Le cabinet du chef (de la Région, pas du Guide Michelin) s’est vite fondu en excuses et explications. Un malentendu à les lire, une bourde sémantique qui a malheureusement déplacé la critique des produits servis vers le travail des agents  [10] ! L’opposition PS, par la voix de son président de groupe Jean-François Debat, a quant à elle pointé les 75 millions d’euros d’économies réclamés par Laurent la sobriété depuis son entrée en fonction et l’impossible équation baisse des coûts/maintien de la qualité... Bref, le mal a été fait et les territoriaux s’en souviendront.

Charité bien ordonnée...

… commence par soi-même ! Alors qu’il prône pour sa région une continence de bon aloi, notre bon Laurent Wauquiez s’est accordé le 9 février dernier une petite rallonge en assemblée plénière, à savoir une « indemnité de séjour » destinée à rembourser ses frais d’hébergement et de bouche, à hauteur de 60 euros par nuit et 15,25 euros par repas, ce qui devrait selon la presse nous faire dans les 1 000 à 1 500 euros par mois. Une goutte d’eau dans le budget d’une région qui, il est vrai, devra économiser 75 millions d’euros par an. Mais un coup de pouce nécessaire pour le président de ladite région, dont les indemnités cumulées plafonnent à 8 272,02 euros par mois, et qui doit traverser deux départements pour se rendre du Puy-en-Velay à Lyon. « Cette indemnité, c’est pour qu’il ne dorme pas dans sa bagnole », explique son cabinet. Au moins un homme qui, cet hiver, dormira au chaud.

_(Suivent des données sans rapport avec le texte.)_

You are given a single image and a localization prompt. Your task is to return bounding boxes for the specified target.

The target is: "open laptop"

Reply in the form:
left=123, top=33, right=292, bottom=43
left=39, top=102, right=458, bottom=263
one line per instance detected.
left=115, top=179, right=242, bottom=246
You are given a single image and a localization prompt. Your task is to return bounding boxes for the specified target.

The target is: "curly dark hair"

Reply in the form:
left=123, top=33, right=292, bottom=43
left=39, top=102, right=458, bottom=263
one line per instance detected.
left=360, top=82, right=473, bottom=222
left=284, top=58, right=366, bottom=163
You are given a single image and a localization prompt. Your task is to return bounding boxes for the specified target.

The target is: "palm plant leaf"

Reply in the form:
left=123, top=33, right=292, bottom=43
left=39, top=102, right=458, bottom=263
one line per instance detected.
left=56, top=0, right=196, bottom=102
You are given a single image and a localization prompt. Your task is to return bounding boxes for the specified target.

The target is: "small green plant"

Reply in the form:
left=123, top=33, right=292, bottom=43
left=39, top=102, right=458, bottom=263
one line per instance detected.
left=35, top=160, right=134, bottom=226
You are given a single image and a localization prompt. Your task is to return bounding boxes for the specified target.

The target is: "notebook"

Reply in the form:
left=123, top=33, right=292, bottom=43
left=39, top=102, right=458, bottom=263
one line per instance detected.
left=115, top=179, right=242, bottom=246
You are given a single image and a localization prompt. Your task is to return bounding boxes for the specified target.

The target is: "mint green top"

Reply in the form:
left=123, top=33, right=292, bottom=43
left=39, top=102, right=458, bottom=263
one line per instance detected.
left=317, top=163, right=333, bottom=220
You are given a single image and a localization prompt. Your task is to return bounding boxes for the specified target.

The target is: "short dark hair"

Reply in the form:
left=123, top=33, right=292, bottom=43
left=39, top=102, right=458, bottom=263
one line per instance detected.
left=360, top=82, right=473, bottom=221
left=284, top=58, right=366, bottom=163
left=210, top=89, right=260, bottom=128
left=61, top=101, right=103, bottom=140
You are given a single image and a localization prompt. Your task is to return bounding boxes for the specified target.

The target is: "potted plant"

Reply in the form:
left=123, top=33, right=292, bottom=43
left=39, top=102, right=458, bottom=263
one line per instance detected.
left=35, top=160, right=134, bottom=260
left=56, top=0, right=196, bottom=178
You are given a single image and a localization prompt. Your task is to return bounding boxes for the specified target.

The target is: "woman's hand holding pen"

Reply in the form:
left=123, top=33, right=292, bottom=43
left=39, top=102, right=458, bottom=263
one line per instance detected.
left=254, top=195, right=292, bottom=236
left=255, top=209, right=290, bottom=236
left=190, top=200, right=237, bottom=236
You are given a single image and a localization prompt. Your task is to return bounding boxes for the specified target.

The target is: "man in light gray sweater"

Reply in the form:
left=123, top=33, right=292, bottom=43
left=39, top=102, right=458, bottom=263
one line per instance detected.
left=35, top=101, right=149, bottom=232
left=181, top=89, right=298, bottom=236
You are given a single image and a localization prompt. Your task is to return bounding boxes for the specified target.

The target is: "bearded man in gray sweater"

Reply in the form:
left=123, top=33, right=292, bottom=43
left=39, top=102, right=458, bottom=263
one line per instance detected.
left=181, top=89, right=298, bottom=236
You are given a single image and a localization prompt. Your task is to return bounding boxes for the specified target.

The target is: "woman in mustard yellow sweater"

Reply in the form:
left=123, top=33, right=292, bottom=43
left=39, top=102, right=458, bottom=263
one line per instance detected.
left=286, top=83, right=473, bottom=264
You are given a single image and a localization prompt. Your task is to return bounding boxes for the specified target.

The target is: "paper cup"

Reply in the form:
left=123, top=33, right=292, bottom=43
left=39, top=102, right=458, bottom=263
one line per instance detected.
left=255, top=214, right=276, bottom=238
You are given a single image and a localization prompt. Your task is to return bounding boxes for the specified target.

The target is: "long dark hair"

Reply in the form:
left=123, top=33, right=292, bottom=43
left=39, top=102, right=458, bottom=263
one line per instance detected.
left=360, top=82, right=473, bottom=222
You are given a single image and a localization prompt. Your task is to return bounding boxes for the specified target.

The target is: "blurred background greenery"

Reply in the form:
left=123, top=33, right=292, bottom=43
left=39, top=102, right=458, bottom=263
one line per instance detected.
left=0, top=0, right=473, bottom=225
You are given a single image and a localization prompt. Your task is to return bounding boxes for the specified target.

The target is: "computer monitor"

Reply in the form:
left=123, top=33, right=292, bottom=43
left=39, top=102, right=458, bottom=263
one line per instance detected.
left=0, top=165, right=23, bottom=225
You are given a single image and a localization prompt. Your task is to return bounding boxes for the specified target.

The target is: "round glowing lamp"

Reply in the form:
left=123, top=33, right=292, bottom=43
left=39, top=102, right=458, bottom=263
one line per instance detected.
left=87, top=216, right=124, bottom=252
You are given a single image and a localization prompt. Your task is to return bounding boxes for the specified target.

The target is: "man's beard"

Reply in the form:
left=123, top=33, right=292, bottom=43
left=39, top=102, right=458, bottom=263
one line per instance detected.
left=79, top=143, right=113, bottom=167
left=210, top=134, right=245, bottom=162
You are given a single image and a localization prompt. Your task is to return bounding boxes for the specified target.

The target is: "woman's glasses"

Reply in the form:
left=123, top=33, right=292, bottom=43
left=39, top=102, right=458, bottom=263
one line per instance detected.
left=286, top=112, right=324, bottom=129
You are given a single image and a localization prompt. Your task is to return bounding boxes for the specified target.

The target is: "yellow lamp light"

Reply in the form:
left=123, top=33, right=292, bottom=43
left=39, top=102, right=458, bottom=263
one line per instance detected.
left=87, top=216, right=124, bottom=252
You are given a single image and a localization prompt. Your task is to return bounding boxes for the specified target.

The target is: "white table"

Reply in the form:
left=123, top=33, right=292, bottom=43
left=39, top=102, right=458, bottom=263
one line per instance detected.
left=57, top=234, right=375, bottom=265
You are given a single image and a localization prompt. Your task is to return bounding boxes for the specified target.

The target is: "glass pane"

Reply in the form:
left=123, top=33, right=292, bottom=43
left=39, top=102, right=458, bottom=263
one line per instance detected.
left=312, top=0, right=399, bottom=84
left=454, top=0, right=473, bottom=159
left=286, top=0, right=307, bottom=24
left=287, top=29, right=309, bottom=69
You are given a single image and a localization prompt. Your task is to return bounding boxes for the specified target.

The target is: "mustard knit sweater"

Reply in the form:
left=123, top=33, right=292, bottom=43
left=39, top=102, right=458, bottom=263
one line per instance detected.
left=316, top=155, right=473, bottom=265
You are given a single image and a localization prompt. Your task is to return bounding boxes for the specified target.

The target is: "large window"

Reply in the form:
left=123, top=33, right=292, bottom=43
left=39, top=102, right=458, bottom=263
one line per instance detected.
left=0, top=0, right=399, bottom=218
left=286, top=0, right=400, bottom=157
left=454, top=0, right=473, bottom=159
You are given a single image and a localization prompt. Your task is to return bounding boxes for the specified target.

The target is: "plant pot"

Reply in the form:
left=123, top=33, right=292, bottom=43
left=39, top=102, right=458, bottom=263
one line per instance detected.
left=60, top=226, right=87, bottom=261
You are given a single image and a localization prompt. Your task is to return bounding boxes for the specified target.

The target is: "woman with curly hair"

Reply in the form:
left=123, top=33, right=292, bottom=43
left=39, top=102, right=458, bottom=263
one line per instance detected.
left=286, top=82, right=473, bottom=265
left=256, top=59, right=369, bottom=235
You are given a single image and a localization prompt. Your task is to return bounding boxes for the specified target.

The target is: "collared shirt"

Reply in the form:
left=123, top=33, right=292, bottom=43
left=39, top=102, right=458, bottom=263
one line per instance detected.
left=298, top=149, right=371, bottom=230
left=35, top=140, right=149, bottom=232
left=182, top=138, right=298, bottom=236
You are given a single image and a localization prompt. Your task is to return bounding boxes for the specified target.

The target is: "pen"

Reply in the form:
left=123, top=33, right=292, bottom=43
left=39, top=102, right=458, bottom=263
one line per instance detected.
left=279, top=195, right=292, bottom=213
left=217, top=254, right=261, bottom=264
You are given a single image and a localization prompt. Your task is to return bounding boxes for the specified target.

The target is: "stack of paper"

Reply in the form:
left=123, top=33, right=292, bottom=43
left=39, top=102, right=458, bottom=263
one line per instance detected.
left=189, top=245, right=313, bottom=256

[1Lesbiennes, Gay, Bi, Trans auquel on peut ajouter sans exhaustivité aucune les Intersexes, les Queers, les Asexuels…

[2Clause de la langue française votée lors de l’Assemblée plénière du 9 février 2017. Au cours de la même assemblée Laurent Wauquiez a également fait voter la mise en place d’une « préférence régionale » dans l’attribution des marchés publics.

[3La Normandie prend la vague de la Clause Molière et de la préférence régionale, marchespublicspme.com

[4Le 8 mai 2011, invité sur BFMTV, Laurent Wauquiez, alors ministre des Affaires européennes, avait associé les « dérives de l’assistanat » au « cancer de la société française ».

[5« Laurent Wauquiez va contrôler le niveau de langue française des ouvriers BTP », rue89lyon.fr.

[6Voir le site internet de L’école 42, www.42.fr.

[7Lors d’une interview au Progrès le 26 janvier 2017.

[8Déposé le 31 janvier auprès de l’hébergeur Gandi en plein PénélopeGate, Wauquiez affirme que « ça ne vient pas de chez [lui] ».

[9« Trop c’est trop ! », Lettre ouverte du syndicat Unsa Territoriaux du Conseil Régional à l’attention de Laurent Wauquiez, disponible sur <unsa.org>

[10« Laurent Wauquiez embourbé dans une polémique sur les menus scolaires », Le Point, 19 janvier 2017.